The process proposed by the Biden Administration to replace the Trump BiOps would largely keep these biological opinions in place over the next 3 years as the Administration develops a new plan to prevent extinction. The Biden Administration proposes to make limited changes to the Trump BiOps during this interim period—changes included in an “Interim Operations Plan” proposed by the federal and state agencies. That Interim Operations Plan, however, would still result in catastrophe for our fish and wildlife, including devastating temperature-dependent mortality of endangered salmon if next year is dry or critically dry—34-73%, according to NMFS. These estimates of temperature-dependent mortality do not account for all the other sources of mortality (both from natural and human causes) that this highly endangered species faces as juvenile salmon migrate down the Sacramento River, through the Delta and San Francisco Bay—meaning even fewer will survive their migration downstream. 

What’s more, even as the state and federal governments ask the Court to adopt the Interim Operations Plan, they are simultaneously seeking to gut water quality protections in the Delta next year through a Temporary Urgency Change Petition (TUCP) submitted to the State Water Resources Control Board. The proposed TUCP would allow the federal and state water projects to violate minimum water quality protections designed for drought years, even though the petition admits that reducing these protections would reduce survival of juvenile salmon migrating through the Delta (reducing survival by up to a third), and would further harm Delta Smelt, Longfin Smelt, and other species.

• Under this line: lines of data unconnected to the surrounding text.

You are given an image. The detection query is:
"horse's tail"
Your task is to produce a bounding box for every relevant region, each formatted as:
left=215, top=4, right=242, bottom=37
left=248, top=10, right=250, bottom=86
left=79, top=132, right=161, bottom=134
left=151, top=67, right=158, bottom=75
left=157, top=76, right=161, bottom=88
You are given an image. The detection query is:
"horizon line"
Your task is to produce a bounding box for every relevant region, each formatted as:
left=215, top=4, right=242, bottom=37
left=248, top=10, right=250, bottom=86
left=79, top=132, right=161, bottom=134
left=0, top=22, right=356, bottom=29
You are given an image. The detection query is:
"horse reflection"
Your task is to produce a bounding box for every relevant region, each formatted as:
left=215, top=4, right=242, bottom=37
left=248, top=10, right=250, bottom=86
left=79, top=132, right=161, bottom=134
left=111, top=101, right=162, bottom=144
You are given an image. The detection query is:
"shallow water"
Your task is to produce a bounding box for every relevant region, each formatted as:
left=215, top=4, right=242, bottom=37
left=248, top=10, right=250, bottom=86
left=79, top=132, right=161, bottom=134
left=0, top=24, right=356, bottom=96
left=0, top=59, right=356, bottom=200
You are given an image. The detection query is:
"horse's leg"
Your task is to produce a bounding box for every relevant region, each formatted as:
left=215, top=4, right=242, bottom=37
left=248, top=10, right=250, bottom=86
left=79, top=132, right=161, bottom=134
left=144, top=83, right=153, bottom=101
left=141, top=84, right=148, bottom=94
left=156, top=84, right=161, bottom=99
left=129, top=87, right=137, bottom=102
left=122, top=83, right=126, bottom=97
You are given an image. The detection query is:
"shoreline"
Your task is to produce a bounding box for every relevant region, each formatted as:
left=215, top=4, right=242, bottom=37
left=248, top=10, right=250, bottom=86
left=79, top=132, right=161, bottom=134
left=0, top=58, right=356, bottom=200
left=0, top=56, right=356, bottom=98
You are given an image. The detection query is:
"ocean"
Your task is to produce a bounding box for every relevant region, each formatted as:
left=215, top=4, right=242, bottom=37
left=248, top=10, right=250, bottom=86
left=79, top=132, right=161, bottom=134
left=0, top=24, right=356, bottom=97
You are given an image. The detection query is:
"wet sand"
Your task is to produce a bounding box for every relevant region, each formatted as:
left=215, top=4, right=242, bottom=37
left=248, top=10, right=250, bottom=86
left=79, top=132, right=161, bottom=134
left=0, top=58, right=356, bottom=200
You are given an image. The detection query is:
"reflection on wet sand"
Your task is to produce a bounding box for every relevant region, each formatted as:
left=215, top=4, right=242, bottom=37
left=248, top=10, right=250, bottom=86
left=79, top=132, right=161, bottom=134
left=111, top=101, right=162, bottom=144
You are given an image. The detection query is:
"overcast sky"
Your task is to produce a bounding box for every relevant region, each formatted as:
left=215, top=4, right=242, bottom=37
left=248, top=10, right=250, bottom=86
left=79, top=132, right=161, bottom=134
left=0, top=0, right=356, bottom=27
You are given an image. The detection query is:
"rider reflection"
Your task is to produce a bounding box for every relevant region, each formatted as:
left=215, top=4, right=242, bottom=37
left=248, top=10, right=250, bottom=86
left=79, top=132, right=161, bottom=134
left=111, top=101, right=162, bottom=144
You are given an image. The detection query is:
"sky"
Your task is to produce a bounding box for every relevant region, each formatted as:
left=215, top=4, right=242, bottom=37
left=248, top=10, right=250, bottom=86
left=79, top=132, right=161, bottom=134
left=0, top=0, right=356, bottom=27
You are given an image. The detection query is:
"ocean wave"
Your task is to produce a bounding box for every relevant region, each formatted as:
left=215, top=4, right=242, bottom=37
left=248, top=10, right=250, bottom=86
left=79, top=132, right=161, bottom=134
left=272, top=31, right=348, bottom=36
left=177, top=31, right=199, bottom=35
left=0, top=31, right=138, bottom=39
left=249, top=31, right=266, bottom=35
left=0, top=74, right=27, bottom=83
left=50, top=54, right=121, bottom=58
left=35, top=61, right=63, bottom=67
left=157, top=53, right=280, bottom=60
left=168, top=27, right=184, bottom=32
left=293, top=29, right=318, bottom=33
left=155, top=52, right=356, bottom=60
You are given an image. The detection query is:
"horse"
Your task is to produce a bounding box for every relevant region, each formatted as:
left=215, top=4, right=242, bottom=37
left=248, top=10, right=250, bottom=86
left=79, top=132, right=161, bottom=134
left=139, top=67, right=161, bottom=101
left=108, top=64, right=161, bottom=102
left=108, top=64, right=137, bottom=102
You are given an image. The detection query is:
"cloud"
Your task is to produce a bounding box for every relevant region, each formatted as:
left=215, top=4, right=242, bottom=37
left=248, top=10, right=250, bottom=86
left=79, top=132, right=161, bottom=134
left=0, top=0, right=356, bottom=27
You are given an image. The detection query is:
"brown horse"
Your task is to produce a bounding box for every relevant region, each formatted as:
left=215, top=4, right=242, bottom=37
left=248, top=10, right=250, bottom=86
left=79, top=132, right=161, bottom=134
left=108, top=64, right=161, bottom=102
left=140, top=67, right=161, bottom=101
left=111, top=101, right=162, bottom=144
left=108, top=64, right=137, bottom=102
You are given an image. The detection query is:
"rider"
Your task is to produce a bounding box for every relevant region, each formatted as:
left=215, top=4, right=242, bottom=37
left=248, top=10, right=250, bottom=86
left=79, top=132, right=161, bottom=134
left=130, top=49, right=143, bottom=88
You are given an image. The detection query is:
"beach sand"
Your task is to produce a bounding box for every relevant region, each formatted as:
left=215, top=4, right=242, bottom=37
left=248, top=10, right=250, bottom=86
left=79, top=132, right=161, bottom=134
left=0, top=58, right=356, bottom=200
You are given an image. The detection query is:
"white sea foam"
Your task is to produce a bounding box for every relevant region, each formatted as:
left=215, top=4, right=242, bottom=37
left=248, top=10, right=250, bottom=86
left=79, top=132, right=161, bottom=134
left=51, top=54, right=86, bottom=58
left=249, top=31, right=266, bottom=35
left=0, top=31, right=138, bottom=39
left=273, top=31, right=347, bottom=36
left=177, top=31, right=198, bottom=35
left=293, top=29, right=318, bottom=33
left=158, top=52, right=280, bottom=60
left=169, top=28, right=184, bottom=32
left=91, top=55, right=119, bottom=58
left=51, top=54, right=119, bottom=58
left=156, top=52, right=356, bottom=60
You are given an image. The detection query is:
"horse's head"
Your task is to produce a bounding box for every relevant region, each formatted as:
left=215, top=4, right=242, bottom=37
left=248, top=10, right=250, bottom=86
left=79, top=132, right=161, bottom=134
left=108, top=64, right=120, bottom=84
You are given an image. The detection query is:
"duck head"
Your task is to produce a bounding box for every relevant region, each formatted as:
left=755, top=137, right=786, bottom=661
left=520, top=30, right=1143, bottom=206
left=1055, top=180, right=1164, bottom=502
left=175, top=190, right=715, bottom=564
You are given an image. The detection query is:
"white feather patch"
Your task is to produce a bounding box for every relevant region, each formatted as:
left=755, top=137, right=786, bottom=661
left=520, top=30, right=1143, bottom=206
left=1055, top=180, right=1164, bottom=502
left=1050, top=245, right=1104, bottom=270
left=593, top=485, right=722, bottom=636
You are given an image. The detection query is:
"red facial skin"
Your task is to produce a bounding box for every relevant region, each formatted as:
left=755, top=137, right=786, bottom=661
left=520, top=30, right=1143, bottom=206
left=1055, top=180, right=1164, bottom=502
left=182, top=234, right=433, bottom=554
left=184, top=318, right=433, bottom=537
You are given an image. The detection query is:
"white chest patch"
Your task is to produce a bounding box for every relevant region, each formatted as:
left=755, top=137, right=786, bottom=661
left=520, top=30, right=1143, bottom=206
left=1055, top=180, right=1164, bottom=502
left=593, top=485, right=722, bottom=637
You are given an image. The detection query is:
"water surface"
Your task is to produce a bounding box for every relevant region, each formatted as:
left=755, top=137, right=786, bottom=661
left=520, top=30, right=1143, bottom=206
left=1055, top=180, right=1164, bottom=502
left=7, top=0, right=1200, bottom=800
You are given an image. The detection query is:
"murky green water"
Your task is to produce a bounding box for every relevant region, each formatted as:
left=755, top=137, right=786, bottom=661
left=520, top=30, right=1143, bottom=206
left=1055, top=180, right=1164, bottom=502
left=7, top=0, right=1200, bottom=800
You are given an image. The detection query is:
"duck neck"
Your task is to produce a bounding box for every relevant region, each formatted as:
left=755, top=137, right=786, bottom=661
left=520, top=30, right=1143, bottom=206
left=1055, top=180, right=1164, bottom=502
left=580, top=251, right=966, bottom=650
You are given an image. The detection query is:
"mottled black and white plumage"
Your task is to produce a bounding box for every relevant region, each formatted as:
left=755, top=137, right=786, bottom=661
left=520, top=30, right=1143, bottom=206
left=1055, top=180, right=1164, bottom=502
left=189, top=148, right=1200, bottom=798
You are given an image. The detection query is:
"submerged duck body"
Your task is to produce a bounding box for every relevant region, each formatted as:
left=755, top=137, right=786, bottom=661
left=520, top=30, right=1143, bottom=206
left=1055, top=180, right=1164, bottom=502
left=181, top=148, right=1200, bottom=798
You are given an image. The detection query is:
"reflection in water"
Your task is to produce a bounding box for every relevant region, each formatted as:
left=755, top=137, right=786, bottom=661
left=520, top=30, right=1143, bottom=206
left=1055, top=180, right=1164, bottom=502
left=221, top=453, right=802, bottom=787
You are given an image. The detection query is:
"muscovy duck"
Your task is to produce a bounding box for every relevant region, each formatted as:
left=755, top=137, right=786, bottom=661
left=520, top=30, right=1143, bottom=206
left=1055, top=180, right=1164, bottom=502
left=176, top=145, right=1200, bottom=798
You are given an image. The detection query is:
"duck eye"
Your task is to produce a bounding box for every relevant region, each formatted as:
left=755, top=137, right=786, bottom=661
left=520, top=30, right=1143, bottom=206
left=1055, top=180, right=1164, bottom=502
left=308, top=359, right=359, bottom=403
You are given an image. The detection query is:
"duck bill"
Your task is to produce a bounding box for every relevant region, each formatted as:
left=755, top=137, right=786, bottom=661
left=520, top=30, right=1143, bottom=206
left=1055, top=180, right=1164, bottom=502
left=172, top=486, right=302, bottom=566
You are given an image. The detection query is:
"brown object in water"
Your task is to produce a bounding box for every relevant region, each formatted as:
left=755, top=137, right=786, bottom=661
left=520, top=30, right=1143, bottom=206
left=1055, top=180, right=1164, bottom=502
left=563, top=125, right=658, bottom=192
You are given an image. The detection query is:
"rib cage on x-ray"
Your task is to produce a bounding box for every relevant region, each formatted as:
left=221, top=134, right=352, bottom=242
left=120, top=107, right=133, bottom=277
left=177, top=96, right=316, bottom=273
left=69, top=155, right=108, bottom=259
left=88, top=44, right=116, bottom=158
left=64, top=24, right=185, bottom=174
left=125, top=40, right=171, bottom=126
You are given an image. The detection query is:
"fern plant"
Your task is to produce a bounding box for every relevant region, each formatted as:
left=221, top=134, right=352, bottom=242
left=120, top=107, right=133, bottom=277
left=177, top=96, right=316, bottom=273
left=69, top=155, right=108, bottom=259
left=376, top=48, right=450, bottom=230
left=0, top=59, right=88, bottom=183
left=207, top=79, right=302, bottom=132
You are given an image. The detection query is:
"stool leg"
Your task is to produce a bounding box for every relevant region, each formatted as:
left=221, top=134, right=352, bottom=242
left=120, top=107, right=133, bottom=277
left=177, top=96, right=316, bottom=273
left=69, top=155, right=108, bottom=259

Instead of once again seeking to waive water quality standards and worsen the impact of drought on the environment, the state and federal governments should be exercising their authority to curtail deliveries to all of their contractors (except for water deliveries for human health and safety and to wildlife refuges, as required by federal law). In 2021, the state and federal water projects violated water quality standards in April, were granted a TUCP that weakened water quality standards in June through August, and were allowed to violate water temperature standards protecting salmon below Shasta Dam, sacrificing our native fish and wildlife, all while delivering millions of acre feet of water during the drought, largely to corporate agribusinesses, as this table from the State Water Resources Control Board confirms:

Our native fish and wildlife simply don’t have the luxury of waiting three years for adequate protections. While some water users have faced deep cuts in water supplies, others continue to unsustainably divert millions of acre feet of water during the drought, causing this environmental devastation. In 2022, the State and feds must take action to curtail these unsustainable water diversions before considering gutting water quality standards in the Delta and violating water temperature standards for salmon below Shasta Dam. No water users should be above the law, particularly given the deeply racist and inequitable water rights system that so-called senior water rights holders claim (inaccurately!) protects them from being required to reduce diversions to protect the environment.

This is why we’ve filed these motions with the federal courts, which seek to require implementation of the bare minimum of scientifically credible protections for salmon and other endangered species next year, after first ensuring water deliveries for human health and safety.